The vision faded and they pulled apart, separating into six separate spirits, their powers spent, used up once and for all—but the power of their final vision remained.

“What was it?” Maddy asked. “What was that we just felt?”

“A billion stars,” Winston said, his voice faint and wondrous. “A billion stars going supernova.”

“Did we do that?” Tory asked.

Dillon shook his head. “Unless I’m mistaken,” he said, “I believe that was God hearing the prayers of pigeons.”

They said no more of it, but each held in their own heart the knowledge that, from this moment on, nothing on earth would ever be the same.

39. Luck Of The Draw

Spring came early to Poland in slow increments after the winter thaw. For a brief time in December, grass had sprouted and trees had greened, but such an instant of growth could not last long. In a day, the leaves had fallen and the grass had withered under the numbing cold of northern winds. In April, when the snows had gone, the hills filled with green at a much slower pace, undetectable to the human eye, but steady enough to cover the countryside in a few short weeks. Ash mounds in and around Birkenau filled with wildflowers and rye, as if nature were somehow pining to ease the mind, without taking away the shape of the horror.

Ciechanow, which had once been a very small town, now had on its outskirts a pinwheel of 112 buildings. With each building thirty stories high and as long as a football field, the complex was twice as large as the rest of the town. Few of the brand new buildings were occupied—in fact, most of them had been donated by Tessitech to the Polish government, and now an entire wing in the Ministry of Housing was filled with bureaucrats working to fill them.

However, one small corner of the complex was occupied. Six buildings and part of a seventh, a drop in the bucket really, but a community nonetheless; close knit and still a little bit wary of the outside world, but that was only to be expected.
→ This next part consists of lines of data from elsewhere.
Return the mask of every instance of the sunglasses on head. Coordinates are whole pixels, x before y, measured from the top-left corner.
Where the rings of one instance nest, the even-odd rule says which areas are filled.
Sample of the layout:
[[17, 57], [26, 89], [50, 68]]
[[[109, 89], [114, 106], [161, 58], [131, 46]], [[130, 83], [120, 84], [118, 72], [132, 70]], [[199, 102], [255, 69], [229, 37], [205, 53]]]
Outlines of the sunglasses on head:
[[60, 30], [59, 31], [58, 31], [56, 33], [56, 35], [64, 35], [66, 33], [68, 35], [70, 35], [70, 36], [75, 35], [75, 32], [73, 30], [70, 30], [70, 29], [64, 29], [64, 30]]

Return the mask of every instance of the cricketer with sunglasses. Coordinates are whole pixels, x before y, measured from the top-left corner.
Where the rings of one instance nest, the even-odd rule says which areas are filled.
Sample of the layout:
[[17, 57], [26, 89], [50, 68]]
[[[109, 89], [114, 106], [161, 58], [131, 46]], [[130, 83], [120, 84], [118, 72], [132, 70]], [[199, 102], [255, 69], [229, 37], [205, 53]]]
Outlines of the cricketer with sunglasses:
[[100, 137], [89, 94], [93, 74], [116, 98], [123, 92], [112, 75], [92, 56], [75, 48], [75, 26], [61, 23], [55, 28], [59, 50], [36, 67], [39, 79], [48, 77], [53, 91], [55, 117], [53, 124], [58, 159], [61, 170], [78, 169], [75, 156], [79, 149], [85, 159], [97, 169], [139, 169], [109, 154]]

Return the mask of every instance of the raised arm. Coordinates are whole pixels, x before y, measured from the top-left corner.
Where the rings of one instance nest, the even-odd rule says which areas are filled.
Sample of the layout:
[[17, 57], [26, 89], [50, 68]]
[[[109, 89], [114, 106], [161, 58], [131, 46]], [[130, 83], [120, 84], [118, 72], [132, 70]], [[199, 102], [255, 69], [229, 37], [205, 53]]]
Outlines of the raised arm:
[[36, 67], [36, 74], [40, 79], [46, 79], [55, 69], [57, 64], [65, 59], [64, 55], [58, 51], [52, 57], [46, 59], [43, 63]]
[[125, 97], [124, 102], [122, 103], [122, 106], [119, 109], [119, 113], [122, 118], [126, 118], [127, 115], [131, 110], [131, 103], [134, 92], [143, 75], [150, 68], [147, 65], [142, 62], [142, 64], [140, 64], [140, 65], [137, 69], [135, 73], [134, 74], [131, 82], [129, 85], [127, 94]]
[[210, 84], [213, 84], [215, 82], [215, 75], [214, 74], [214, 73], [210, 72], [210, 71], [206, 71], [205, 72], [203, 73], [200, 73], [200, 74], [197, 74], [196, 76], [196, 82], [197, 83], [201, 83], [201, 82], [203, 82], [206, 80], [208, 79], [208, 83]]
It was on a temperate day in April that Elon Tessic walked the paths of this towering apartment community with Dillon Cole.

“I did feel your joining,” Tessic told Dillon. “Your ‘fusion,’ as you call it.”

Dillon shrugged. “Everyone felt it.”

“Yes,” Tessic said. “But I understood what I was feeling.”

Dillon grinned. “I suppose now you’ll claim you were responsible for saving the world.”

Tessic smirked. “Well, you said it yourself. I did help to develop the world’s greatest defensive weapon, did I not?”